NS also needs to work on building trust with its employees.

 One way to do this is to reply quickly and freely to safety concerns from employees and ask for their ideas on how to do this.

Third, make sure that your group has the means and training to back up its commitment to safety. A big part of this is making sure that field bosses have the tools they need to be good leaders and feel “empowered to do their jobs.”

And the fourth is to create a safety mindset that is less reactive and more proactive, with less of a focus on just meeting the basic safety standards. Plans to deal with tiredness and plans to make crashes less likely are two examples of these kinds of steps.

In a statement, NS said that it agreed with what the FRA found. FRA Administrator Amit Bose met with NS President and CEO Alan Shaw and other company management on Tuesday to talk about the results, the company said.

We are a safe railroad that is committed to enhancing our safety measures even further. We must listen in order to learn. Shaw stated in a Wednesday release that it is important to understand the FRA’s perspective on areas for improvement and expressed appreciation for their recognition of positive progress being made. We are seeking feedback from various sources, including our regulators, the unions representing our craft colleagues, and external consultants such as Atkins Nuclear Secured, who possess extensive safety experience.

Shaw also said that the report had been given to Atkins Nuclear Secured and that the train will keep working on NS’s six-point safety plan. In May, NS said that an outside company, Atkins, would look into the safety culture of the business.

According to the report, FRA has stated its commitment to assisting NS in achieving its safety goals for the betterment of its operations, employees, and the communities it serves. The agency also mentioned its intention to follow up on the recommendations provided.

From March 15 to May 15, the government looked at how safe NS was.
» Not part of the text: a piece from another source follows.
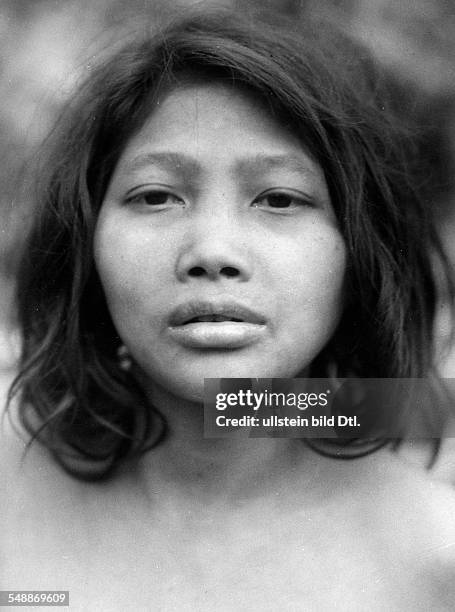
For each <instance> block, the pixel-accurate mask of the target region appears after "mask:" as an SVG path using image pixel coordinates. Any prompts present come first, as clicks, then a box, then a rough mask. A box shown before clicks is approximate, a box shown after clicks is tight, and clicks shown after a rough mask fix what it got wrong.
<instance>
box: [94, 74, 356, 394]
mask: <svg viewBox="0 0 455 612" xmlns="http://www.w3.org/2000/svg"><path fill="white" fill-rule="evenodd" d="M95 260H96V266H97V269H98V272H99V275H100V278H101V281H102V285H103V287H104V291H105V294H106V297H107V302H108V306H109V309H110V312H111V315H112V319H113V321H114V324H115V326H116V328H117V330H118V333H119V335H120V336H121V338H122V339H123V341H124V343H125V344H126V345H127V347H128V348H129V350H130V352H131V354H132V356H133V358H134V360H135V361H136V362H137V363H138V364H139V366H141V368H142V370H143V371H144V372H145V373H146V375H147V376H148V377H149V378H150V379H151V381H152V382H153V383H155V384H157V385H160V386H161V387H162V388H164V389H166V390H167V391H171V392H172V393H174V394H176V395H177V396H180V397H183V398H186V399H191V400H201V398H202V393H203V383H204V378H211V377H214V378H217V377H233V378H235V377H239V378H247V377H261V378H269V377H270V378H272V377H277V378H279V377H283V378H284V377H293V376H296V375H297V374H298V373H300V372H302V370H303V369H304V368H305V367H306V366H307V365H309V364H310V362H311V361H312V360H313V359H314V357H315V356H316V355H317V354H318V353H319V352H320V350H321V349H322V348H323V346H324V345H325V344H326V343H327V341H328V340H329V338H330V337H331V335H332V333H333V332H334V329H335V326H336V325H337V322H338V320H339V317H340V314H341V309H342V294H343V279H344V273H345V264H346V252H345V246H344V242H343V239H342V237H341V235H340V233H339V230H338V228H337V223H336V220H335V216H334V213H333V210H332V207H331V203H330V197H329V193H328V189H327V184H326V181H325V178H324V174H323V172H322V170H321V168H320V167H319V165H318V164H317V163H315V161H314V160H313V159H312V158H311V157H310V156H309V155H308V153H307V152H305V150H304V149H303V147H302V145H301V143H300V142H299V140H298V139H297V138H296V137H295V136H294V135H293V134H292V133H290V132H289V131H288V130H286V129H285V128H283V127H282V126H281V125H280V124H279V123H278V122H277V121H276V120H275V119H274V118H273V117H272V115H271V114H269V112H268V111H267V110H266V109H265V108H264V107H263V106H262V105H261V104H260V103H258V102H257V101H256V100H255V99H254V98H253V97H251V95H250V94H247V93H245V92H243V91H242V90H239V89H237V88H233V87H231V86H227V85H222V84H207V85H193V86H181V87H178V88H176V89H174V90H173V91H171V93H168V94H167V95H165V96H164V97H163V98H162V99H160V100H159V101H158V102H157V103H156V105H155V107H154V109H153V111H152V113H151V116H150V118H149V120H148V121H147V123H146V124H145V125H144V127H143V128H142V129H141V130H140V132H138V133H137V134H136V135H135V136H134V137H133V138H132V139H131V140H130V142H129V143H128V145H127V146H126V148H125V150H124V151H123V154H122V156H121V158H120V160H119V163H118V165H117V167H116V169H115V172H114V174H113V177H112V180H111V182H110V184H109V187H108V190H107V193H106V196H105V199H104V202H103V205H102V208H101V212H100V215H99V219H98V223H97V228H96V234H95Z"/></svg>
Greg Regan, president of the Transportation Trades Department of the AFL-CIO, stated that they welcome the report from the FRA, which examines the root causes of safety culture failures at Norfolk Southern. This report echoes the concerns raised by rail workers and unions in the industry over the years. We are eager to collaborate with our federal partners in Congress and the Biden Administration to tackle these issues and establish robust rail safety reforms.
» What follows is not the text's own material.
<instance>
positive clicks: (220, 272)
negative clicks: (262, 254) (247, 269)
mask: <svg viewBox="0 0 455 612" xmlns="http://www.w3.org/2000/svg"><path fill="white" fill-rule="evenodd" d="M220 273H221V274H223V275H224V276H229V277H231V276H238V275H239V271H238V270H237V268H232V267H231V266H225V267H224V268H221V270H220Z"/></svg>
OSHA, NS, and BMWED Reach A Settlement Over Alleged Safety Violations

On the same day, the Occupational Safety and Health Administration (OSHA) said it had reached a settlement with NS and BMWED over a train disaster that involved a 49-car pileup and 11 tank cars holding dangerous chemicals. When the explosives caught fire, the rubble burned for days.

The following was accepted by NS: 

  • “Set up a medical tracking system for all the workers who were at the accident site and were exposed.
  • So that there aren’t any more derailments, the union has asked for 40 hours of training in handling toxic waste and responding to emergencies.
  • The accident in Ohio should be the basis for a teaching program.
  • Pay back the fines OSHA gave you for four health and safety violations.

 OSHA Area Office Director Howard Eberts stated in a release that the agreement will enhance safety and health controls for Norfolk Southern employees who respond to emergencies.

It will also educate the rail operator’s employees on the lessons learned to ensure preparedness for future emergencies. Norfolk Southern Corp., the Brotherhood of Maintenance of Way Employees Division, and contractors from the clean-up site have been working together on this site remediation, and we are pleased with their collaborative safety and health efforts.